• Du hast einen Termin bei/mit der Leiterin der Personalabteilung.

Which preposition is appropriate in this sentence?

  • 1
    Both are appropriate.
    – Roland
    Sep 17 '20 at 12:04
  • Is there any difference in meaning at all?
    – user392289
    Sep 17 '20 at 12:05
  • 4
    Very nuanced. Mostly, they are used interchangeably but "mit" refers a bit more strongly to the person whereas "bei" refers a bit more strongly to the location (their office, but they are present). With "bei" there would be a slightly stronger expectation that others might be present.
    – Roland
    Sep 17 '20 at 12:12
  • Vielen Dank! :)
    – user392289
    Sep 17 '20 at 14:27

Both are valid, but they have slightly different nuances in their meaning:

Termin bei der Leiterin

This includes mit, but usually means that you go to her and meet at her office. Bei most times means, that there is someone else to come to the meeting except when you ask the other person directly like:

Treffen wir uns bei Ihnen?

On the other hand:

Termin mit der Leiterin

You meet her... it is not included where in this statement. This can be your office or her office or anywhere else and if you don't say anything in addition it is normally a personal meeting without anybody else.
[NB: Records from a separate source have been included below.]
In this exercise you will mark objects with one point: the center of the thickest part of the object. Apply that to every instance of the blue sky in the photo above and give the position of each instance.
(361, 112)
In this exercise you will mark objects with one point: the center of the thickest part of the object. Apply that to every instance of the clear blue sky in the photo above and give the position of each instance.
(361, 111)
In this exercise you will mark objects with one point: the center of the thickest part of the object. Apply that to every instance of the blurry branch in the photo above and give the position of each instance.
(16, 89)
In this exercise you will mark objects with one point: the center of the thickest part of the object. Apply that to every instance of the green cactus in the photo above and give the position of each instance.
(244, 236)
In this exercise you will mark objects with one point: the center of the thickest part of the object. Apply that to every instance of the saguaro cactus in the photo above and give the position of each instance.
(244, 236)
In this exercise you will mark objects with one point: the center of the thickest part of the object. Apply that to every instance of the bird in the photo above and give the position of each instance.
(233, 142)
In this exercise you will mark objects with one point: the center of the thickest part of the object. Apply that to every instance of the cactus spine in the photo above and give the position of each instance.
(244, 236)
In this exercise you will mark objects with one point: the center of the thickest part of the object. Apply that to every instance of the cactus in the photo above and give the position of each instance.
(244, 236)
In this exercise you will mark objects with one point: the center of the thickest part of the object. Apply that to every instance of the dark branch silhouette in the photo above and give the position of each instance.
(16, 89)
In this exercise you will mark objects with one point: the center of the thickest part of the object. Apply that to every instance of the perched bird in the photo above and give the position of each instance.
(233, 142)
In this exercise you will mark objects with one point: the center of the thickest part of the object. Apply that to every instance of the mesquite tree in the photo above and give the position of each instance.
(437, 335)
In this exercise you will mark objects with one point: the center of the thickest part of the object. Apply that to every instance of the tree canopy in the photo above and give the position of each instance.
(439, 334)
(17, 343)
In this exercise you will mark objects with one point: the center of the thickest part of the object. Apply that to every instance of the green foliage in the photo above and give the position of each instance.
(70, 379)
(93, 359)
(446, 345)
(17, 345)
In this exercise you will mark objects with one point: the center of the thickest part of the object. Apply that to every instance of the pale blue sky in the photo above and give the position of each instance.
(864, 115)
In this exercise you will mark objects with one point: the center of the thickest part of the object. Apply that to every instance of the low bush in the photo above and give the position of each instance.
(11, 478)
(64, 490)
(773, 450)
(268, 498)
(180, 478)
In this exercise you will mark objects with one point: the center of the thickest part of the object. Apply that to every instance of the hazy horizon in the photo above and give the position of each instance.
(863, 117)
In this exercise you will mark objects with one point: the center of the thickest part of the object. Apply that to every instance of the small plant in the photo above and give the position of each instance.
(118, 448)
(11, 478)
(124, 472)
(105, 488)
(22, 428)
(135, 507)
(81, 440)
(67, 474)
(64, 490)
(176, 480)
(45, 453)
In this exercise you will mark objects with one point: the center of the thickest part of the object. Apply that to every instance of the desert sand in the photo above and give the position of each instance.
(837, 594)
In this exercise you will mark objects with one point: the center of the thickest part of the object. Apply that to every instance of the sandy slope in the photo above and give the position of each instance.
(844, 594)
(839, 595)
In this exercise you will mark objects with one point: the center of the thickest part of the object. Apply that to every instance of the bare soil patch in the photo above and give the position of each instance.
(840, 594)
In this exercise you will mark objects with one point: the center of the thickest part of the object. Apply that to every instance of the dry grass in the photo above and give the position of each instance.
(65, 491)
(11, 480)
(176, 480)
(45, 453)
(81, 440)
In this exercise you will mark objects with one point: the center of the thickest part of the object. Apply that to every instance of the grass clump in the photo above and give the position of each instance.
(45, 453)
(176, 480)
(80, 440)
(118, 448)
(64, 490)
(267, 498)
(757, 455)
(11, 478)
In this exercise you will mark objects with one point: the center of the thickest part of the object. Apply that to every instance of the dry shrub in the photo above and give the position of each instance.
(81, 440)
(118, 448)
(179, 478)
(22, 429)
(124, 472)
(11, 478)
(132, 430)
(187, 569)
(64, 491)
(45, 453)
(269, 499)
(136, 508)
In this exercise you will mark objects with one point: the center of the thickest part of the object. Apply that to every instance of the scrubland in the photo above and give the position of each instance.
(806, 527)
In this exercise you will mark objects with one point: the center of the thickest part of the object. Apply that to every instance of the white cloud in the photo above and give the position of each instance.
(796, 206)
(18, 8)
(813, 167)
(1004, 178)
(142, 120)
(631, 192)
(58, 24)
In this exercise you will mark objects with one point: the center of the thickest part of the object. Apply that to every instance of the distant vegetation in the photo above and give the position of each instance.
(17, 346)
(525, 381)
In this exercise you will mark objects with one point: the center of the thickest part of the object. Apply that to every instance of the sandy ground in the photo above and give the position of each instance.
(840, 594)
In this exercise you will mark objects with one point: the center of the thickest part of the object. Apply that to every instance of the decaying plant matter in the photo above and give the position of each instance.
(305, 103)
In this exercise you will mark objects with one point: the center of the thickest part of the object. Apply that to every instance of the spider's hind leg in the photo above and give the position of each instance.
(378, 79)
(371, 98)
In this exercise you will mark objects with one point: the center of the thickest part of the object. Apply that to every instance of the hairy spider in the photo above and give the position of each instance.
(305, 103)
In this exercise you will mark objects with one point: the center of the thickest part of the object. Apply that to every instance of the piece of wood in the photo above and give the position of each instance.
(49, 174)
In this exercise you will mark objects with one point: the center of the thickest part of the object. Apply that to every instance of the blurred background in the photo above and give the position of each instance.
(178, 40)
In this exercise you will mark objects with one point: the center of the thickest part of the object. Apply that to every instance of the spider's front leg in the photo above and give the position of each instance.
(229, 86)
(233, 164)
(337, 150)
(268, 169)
  • Vielen Dank, Torsten! :)
    – user392289
    Sep 17 '20 at 14:27

Expanding on Torsten's answer, there appears to be a slight semantic difference, too. Having an appointment "bei" someone implies that you come to them and it might also imply that you are not on the same level as them in some way. You don't have appointments "bei" peers, but with people who know more than you or have more power than you. An appointment "mit" implies more equality to me.